While Kickstarter and its crowdfunding cousins have helped launch a lot of interesting projects that might otherwise have languished in oblivion, they’ve also provided a platform for the weird and the wasteful. The most infamous example of the latter happened last September, when Ohio resident Zack Brown managed to raise $55,000 to make a potato salad.
Brown’s Kickstarter began as a joke, but the really weird ones aren’t joking. Aaron Schlechter seems to be trying to raise the bar on absurd crowdfunding projects. Schlechter thinks that he has a gift for naming dogs. He also thinks that a lot of people are in desperate need of his gift, because they keep on giving their dogs lousy names.
So, he started a Kickstarter campaign that would allow him to promote his skill and name dogs for money. As he saw it, this was a great humanitarian venture. “Don’t die alone just because you’re terrible at naming dogs and people are constantly judging you because of it,” his Kickstarter page says. “Let me name your dog.”
Unfortunately for Schlechter, it turns out that Kickstarter does have some standards about what you can do on their site, and it shut down his campaign. Not because the campaign was silly, but because it failed to meet the first qualification of Kickstarter’s guidelines. At the end of your campaign, you have to actually create something:
Projects must create something to share with others.
Kickstarter can be used to create all sorts of things: art and gadgets, events and spaces, ideas and experiences. But every project needs a plan for creating something and sharing it with the world. At some point, the creator should be able to say: “It’s finished. Here’s what we created. Enjoy!”

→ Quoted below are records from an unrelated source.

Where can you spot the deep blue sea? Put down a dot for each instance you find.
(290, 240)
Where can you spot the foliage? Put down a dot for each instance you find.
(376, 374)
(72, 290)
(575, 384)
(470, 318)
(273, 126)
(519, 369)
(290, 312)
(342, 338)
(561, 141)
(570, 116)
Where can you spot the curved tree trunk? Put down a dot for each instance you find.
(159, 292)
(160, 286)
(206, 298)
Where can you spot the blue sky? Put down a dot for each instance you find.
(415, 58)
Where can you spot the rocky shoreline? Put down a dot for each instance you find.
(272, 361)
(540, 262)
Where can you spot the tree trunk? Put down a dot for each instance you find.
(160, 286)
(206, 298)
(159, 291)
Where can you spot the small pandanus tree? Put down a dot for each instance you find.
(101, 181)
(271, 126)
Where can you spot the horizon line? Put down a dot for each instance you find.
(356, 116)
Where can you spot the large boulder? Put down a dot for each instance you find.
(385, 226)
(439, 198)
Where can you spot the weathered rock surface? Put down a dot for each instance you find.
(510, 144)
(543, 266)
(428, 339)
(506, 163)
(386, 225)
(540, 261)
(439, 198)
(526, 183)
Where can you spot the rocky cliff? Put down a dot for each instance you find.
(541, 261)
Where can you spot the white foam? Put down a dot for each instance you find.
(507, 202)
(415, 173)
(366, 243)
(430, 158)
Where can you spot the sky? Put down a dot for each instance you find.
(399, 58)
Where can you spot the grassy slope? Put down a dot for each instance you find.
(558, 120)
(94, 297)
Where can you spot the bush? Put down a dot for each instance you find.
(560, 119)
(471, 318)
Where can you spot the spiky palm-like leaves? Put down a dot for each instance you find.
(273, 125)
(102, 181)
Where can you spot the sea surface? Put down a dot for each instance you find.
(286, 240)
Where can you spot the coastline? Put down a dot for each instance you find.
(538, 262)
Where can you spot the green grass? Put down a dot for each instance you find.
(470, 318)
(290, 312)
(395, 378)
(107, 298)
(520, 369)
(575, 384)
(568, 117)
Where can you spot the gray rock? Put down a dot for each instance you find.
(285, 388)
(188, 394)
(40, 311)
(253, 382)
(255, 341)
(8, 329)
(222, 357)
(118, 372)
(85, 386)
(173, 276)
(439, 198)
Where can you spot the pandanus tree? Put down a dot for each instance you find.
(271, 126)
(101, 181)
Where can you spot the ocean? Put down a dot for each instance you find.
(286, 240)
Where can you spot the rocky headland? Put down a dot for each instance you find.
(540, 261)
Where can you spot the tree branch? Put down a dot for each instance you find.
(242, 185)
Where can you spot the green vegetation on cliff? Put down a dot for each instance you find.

So, Schlechter had to tweak his campaign a little bit to focus on producing a book about naming dogs. In his original campaign, the book was just something that he might get around to someday if he had the time/inclination. Now, it’s the primary goal.
But Schlechter has a new goal now, too. Thanks to Kickstarter’s lack of appreciation for his dog-naming mission, he thinks that the whole company needs a change. His goal to produce the book is $3,700. But if he raises more than that — if he can extend his fundraising to $1.2 billion, he wants to buy Kickstarter outright and make it into a dog-naming site. According to him, it should be easy:
If I raise $1,200,000,000, however, I plan to buy Kickstarter and amend its rules so only projects related to the naming of dogs will be allowed on this site. That may seem like a stretch, but think about it–if only one out of every six people on earth donates $1 for me to name their dog “Donald” then we’re in business.
Well, only 1 in 6 people out of the entire planet. That should be a snap, then.
Of course, the question immediately comes to mind: If Schlechter is such a genius at naming dogs, why in the world is “Donald” his ideal choice for 1.2 billion dogs? Even considering that that’s the cheapie option, it doesn’t seem terribly original, especially when you consider the allegedly dire consequences of giving your dog the wrong name. According to Schlechter:
If you name a dog the wrong name it’s not just you that has to deal with the consequences. Your poor dog will have to too. Its feelings are going to be hurt terribly like a bee that stings a person that it thinks is a threat to the hive it lives in on and off, only to realize that that person was actually bringing all the bees Capri Sun and orange wedges and that the kind-hearted soul is now going to die of anaphylactic shock because they accidentally took a sharpie with them that morning instead of their epinephrine pen and the bee is going to die too because that’s what happens to bees when they sting. Yeah. Terribly. You don’t want that on your conscience, do you? I don’t want it on your conscience. So let me name your dog.
In some ways, I stand in awe of Schlechter, or at least his prose. Some of the passages make me long for the coherent, well-composed text on a bottle of Dr. Bronner’s Soap.
There seems to be little chance that either the book or Schlecter’s planned corporate takeover will happen. As of right now, he has $575 pledged out of $3,700. Granted, there are still 23 days left, but at this rate, he’s not going to be crossing the billion mark — or even the million mark — any time soon.